Tuesday, June 21st, 2022

This past Sunday, as part of the Father’s Cay special the church had, one of the men used the father with the demon-possessed son. You can find his story in Mt. 17 and also in Mk. 9. It is the Mark 9 passage which is actually fuller with information and I’d like to use that one.

As Jesus, Peter, James and John made their way down from the Mount of Transfiguration, they were met by a swarm of people. Front and center was a father whose son was demon-possessed. He had begged and pleaded with the disciples to heal his son-to cast out the demon-but they were unable to. So the father tells Jesus what has been happening. Putting aside Jesus’ words about the faithlessness of the others, the father brings his son to Jesus and about that time the demon throws him on the ground and into convulsions. The conversation next is my point:

Jesus: “How long has this been happening?”

Father: “From childhood.”

Father: “But if you can do anything…” (emphasis mine)

Jesus: “IF? All things are possible to those who believe.”

Father: “I believe.
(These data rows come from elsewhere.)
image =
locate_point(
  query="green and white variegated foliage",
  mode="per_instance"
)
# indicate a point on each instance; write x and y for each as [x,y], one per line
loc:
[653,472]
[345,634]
Help my unbelief.”

Jesus heals his son.

Notice the exchange? “If?”  “I believe. Help my unbelief.”

That father is me sometimes. There are occasions when I bring very little faith to the table. I’m barely holding on. But He is willing to take what little faith I have and make it greater. I have often said, “He takes my #2 faith and make is a #8 or a #10 faith.”

Jesus builds faith; He doesn’t tear it down. If there is any tearing down, it is to tear down our self-sufficient “faith” and build a kingdom faith.
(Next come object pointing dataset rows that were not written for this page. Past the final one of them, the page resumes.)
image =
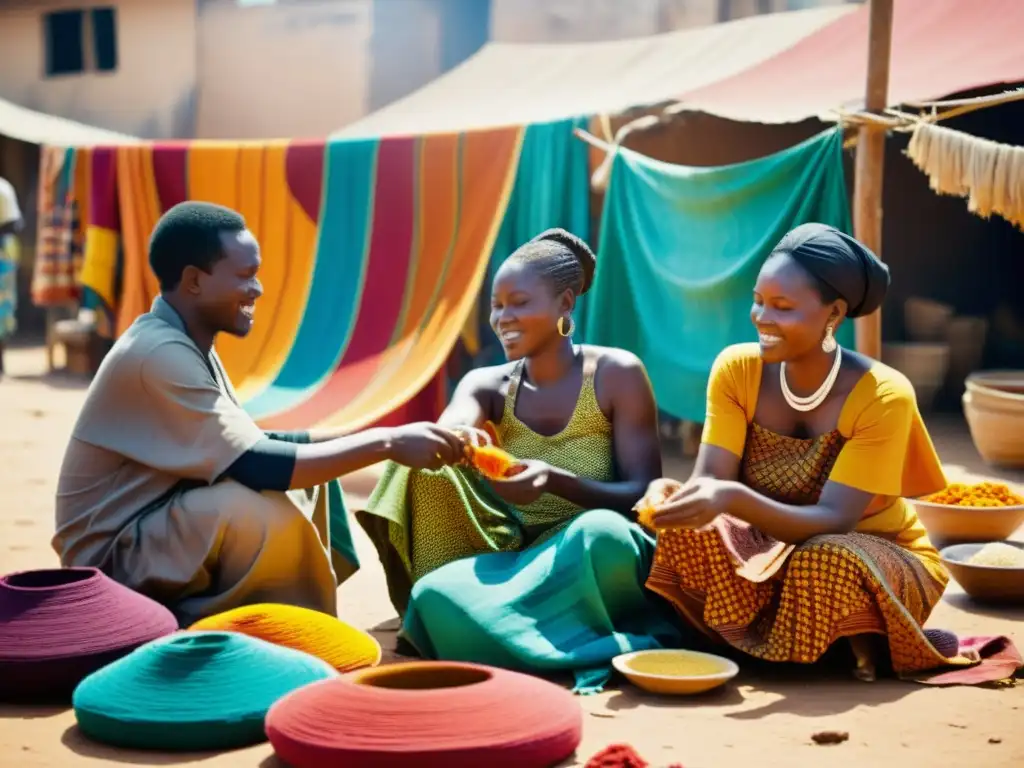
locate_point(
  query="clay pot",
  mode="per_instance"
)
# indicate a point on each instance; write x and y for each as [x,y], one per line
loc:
[967,345]
[947,523]
[984,583]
May your (and my) faith increase.

 

February 15

Tuesday, February 15th, 2022

I was just told last night-the eve of Valentine’s Day-that today is Singles Awareness Day. The moniker-SAD-is not a good one. I know that VD is not the favorite of many, especially those who are single. Whether by a conscious choice of their own volition or a choice they had no control over, it is a day which makes them think they are not valuable. God says differently.  But that is another subject for another time.

After reading the Feb. 15 devotion of New Morning Mercies by Paul David Tripp, I was left with some thoughts. They give rise to the idea that being single is not a good idea. Hear me out, please, before you want to hunt me down and “shoot me like a duck.” Movie reference there. 🙂

His thoughts first: There are two lies Adam and Eve believed.

  1. The lie of autonomy. This lie says we are independent beings with the right to live as we wish.
  2. The lie of self-sufficiency. I have everything I need within myself to be what I was created to be and to do what I was designed to do.

My thoughts: the idea of individualism still permeates our thinking today. We still believe the ancient lie that we are enough. Take those lies apart and look at them individually.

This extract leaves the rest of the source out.